There are different tests for substantive due process, depending on whether fundamental or nonfundamental rights are involved:
- In the case of governmental action impairing fundamental rights (e.g., the rights to marry, to have children, to direct the education and upbringing of one's children), a strict scrutiny test is used. The strict scrutiny test requires that, if government action impairs a fundamental right, the objective being pursued by the government must be “compelling” and not merely “legitimate.” The strict scrutiny test also requires that the means chosen to achieve that compelling end must be “necessary”; i.e., there must not be any less restrictive means that would do the job just as well.
- In the case of governmental action impairing nonfundamental rights (e.g., nearly all economic and “social welfare” regulation), the “mere rationality” test is used. This “mere rationality” or rational basis test requires that the government is pursuing a legitimate objective (e.g., most economic and social welfare regulation), and that it do so with a means that is rationally related to that objective.
The Fourteenth Amendment of the United States Constitution provides that “[n]o state shall make or enforce any law which shall … deny to any person within its jurisdiction the equal protection of the laws.”
- The application of this clause constitutes a control on how various classifications (not only those based on race, but also those based on other attributes) can be legitimately used by the government.
- Like due process protection, the “equal protection” applies to governmental action, but generally not to action taken by private individuals.

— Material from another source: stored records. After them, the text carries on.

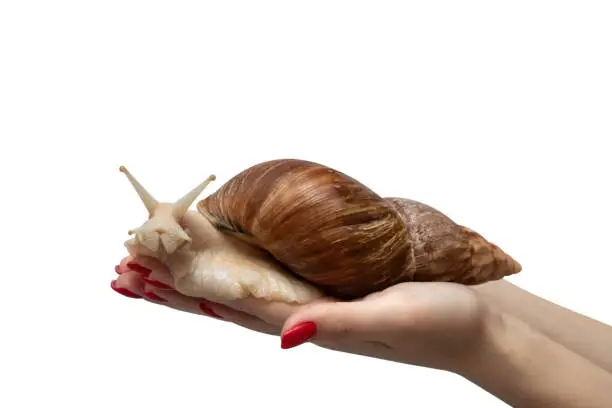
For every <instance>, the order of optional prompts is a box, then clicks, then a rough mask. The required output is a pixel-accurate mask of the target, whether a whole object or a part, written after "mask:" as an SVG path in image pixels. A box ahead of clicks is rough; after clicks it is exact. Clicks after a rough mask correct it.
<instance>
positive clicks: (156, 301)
mask: <svg viewBox="0 0 612 408" xmlns="http://www.w3.org/2000/svg"><path fill="white" fill-rule="evenodd" d="M144 296H145V297H146V298H147V299H149V300H152V301H154V302H167V300H166V299H164V298H163V297H161V296H159V295H158V294H156V293H153V292H145V293H144Z"/></svg>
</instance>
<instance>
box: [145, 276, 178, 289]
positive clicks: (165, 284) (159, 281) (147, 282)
mask: <svg viewBox="0 0 612 408" xmlns="http://www.w3.org/2000/svg"><path fill="white" fill-rule="evenodd" d="M143 280H144V281H145V282H147V283H148V284H149V285H151V286H155V287H156V288H160V289H172V287H170V286H168V285H166V284H165V283H163V282H160V281H156V280H153V279H149V278H143Z"/></svg>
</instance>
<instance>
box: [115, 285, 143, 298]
mask: <svg viewBox="0 0 612 408" xmlns="http://www.w3.org/2000/svg"><path fill="white" fill-rule="evenodd" d="M111 288H113V290H114V291H115V292H117V293H120V294H122V295H123V296H127V297H131V298H134V299H142V296H140V295H137V294H135V293H134V292H131V291H129V290H127V289H125V288H120V287H118V286H117V281H112V282H111Z"/></svg>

- The issue of equal protection may arise when the government allows people in one classification to do a thing, but denies this right to people in another classification where there is no legitimate and applicable distinction between the classifications.

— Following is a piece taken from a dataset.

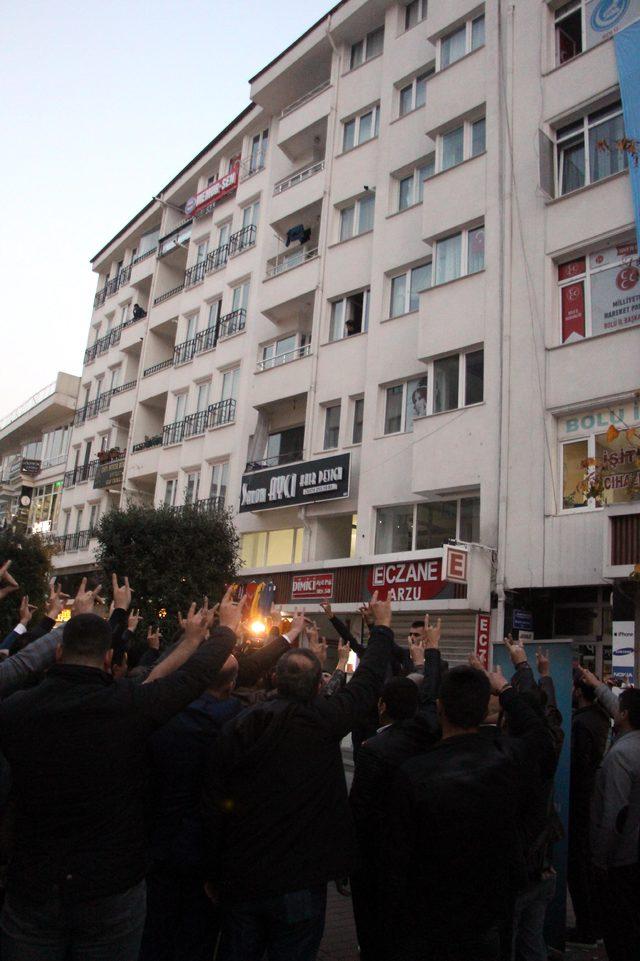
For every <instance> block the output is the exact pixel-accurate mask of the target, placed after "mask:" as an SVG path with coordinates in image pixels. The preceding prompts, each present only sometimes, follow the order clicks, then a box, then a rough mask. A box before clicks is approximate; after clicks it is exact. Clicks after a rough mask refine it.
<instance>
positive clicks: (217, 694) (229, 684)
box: [207, 654, 239, 701]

- Generally speaking, equal protection is intended to have the government treat people in comparable circumstances similarly. One of its purposes is to prevent discrimination.
- Depending on the circumstances, violations of equal protection are analyzed under one of three standards of review:
- In those cases in which an ordinance or its application utilizes a classification that does not involve either “suspect classification” (e.g., race or national origin) or a “quasi-suspect” category (e.g., gender), and in those cases in which an ordinance or its application utilizes a classification that does not impair a “fundamental right” (e.g., First Amendment rights), then the “mere rationality” test is used. All that is required is that the classification used by the government must conceivably bear some rational relationship to a legitimate governmental purpose sought to be achieved.
- When an ordinance or its application involves a “suspect” classification or utilizes a classification that impairs a “fundamental right,” it will be strictly scrutinized and will be upheld only if there is a compelling interest to be achieved, and the classification is necessary to further that interest. This “strict scrutiny” test is the same as that for substantive due process when a “fundamental right” (e.g., the right to privacy) is involved.
- Under some limited classifications (e.g., gender and illegitimacy), an intermediary test is applied. This test has a higher standard than the “mere rationality” test but not one as demanding as the “strict scrutiny” test. Under this middle level test, the classification used must be “substantially related” to an “important” governmental objective.